Stephen Sondheim is a man who loves puzzles. In this 1987 creation, he put together four fairy tales by the Brothers Grimm, plus a new one by his collaborator James Lapine. He collapsed the lives of the characters and intertwined them on a mutual meeting ground — where else but the woods where so many such stories take place? He added a score that’s an intricate amalgam of cheery ditties and profound expressions of fear and loneliness.
Matthew Decker, cofounder of Theatre Horizon and a successful director elsewhere (such as the Arden’s Great Expectations), views the wood as the dark place where people tell stories about trials and emerge wiser. The wood also is a symbol of the womb, the past, and the unconscious. He sees Into the Woods as a gathering around a campfire.
The Broadway productions directed by Lapine in 1987 and 2002 provided a castle, a tower, a garden, and a beanstalk. Decker, on the other hand, ingeniously uses an intimate stage to help us see what’s important. Props are improvised from mundane objects, as when potted plants are placed on the pulled-out drawers of a file cabinet to simulate a beanstalk. As you expect around a campfire, or with your child at bedtime, imagination is the most important ingredient.
Emphasis on versatility
Decker utilizes the skills of his cast members not only as actors, but also as instrumentalists, creative devisers, and storytellers. They are in contemporary casual clothes, and they mix with audience members before starting their tales. Some of them play musical instruments and blend with the band at the back of the stage. They comprise the best ensemble of any play or musical this season.
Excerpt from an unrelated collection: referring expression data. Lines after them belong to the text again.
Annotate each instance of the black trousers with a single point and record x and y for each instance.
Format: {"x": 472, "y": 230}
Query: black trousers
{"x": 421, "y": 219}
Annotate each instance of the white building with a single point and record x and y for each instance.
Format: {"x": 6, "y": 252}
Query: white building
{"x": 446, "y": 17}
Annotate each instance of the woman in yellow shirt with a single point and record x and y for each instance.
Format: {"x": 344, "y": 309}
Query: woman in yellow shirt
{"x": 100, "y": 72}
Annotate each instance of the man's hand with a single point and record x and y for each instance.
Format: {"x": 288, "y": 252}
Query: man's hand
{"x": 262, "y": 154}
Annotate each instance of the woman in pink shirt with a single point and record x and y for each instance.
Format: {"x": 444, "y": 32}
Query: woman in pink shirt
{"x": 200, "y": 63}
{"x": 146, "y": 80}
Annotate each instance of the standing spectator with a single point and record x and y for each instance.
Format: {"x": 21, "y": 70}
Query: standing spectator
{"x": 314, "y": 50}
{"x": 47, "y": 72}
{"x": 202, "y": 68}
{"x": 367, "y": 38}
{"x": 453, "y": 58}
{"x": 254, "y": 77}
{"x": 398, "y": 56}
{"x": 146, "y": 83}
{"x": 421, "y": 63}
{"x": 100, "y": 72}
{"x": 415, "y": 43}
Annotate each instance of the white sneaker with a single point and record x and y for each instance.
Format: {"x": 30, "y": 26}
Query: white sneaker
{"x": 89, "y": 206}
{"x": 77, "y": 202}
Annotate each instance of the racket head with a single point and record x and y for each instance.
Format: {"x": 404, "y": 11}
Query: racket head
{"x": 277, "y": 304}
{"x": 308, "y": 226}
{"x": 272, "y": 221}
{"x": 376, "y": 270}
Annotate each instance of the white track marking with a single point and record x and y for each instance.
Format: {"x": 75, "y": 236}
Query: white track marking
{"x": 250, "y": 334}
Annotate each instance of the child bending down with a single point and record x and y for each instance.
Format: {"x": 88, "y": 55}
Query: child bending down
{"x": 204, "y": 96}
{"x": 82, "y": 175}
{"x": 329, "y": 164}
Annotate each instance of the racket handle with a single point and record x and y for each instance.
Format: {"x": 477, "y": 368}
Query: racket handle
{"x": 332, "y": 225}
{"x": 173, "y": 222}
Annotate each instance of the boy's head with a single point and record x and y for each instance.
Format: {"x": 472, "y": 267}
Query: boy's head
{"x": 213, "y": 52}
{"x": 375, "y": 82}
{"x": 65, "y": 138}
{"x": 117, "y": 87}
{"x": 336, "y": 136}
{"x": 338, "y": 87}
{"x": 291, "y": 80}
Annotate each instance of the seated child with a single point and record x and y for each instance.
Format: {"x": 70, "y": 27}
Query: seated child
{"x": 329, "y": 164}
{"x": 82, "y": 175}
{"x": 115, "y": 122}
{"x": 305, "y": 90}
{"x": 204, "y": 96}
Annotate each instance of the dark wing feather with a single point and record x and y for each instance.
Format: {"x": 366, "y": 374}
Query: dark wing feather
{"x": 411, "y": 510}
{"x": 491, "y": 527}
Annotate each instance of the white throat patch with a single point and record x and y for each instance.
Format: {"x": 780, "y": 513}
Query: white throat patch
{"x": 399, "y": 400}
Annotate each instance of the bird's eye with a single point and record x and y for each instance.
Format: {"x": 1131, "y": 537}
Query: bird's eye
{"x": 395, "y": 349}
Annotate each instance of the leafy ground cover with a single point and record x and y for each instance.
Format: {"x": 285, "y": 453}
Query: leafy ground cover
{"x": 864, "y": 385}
This production is unlike John Doyle’s Broadway production, in which all of the score was played by cast members. The instruments are specifically chosen. For example, Rachel Camp plays the harp because Jack stole a golden harp from the giant in the sky; Alex Bechtel carries an accordion because the sound of it is perfect for the exhalation of his dying cow.
All the while, the music is never neglected. The stories may be cute, and the telling may be informal, but all of Sondheim’s notes are serious and every voice here is perfect for its part. An all-star gathering of performers Charlie DelMarcelle, Michael Doherty, Rachel Camp, Steve Pacek, Kristine Fraelich, Ben Michael, Alex Bechtel, Kala Moses Baxter, Liz Filios, and Leigha Kato comprise the best ensemble of any play or musical this season.
Theatre Horizon just won a Barrymore Award for demonstrating the ability “to illuminate the way we live and interact with others.” The award was for its production of I Am My Own Wife — and their Into the Woods shows that ability even more strongly.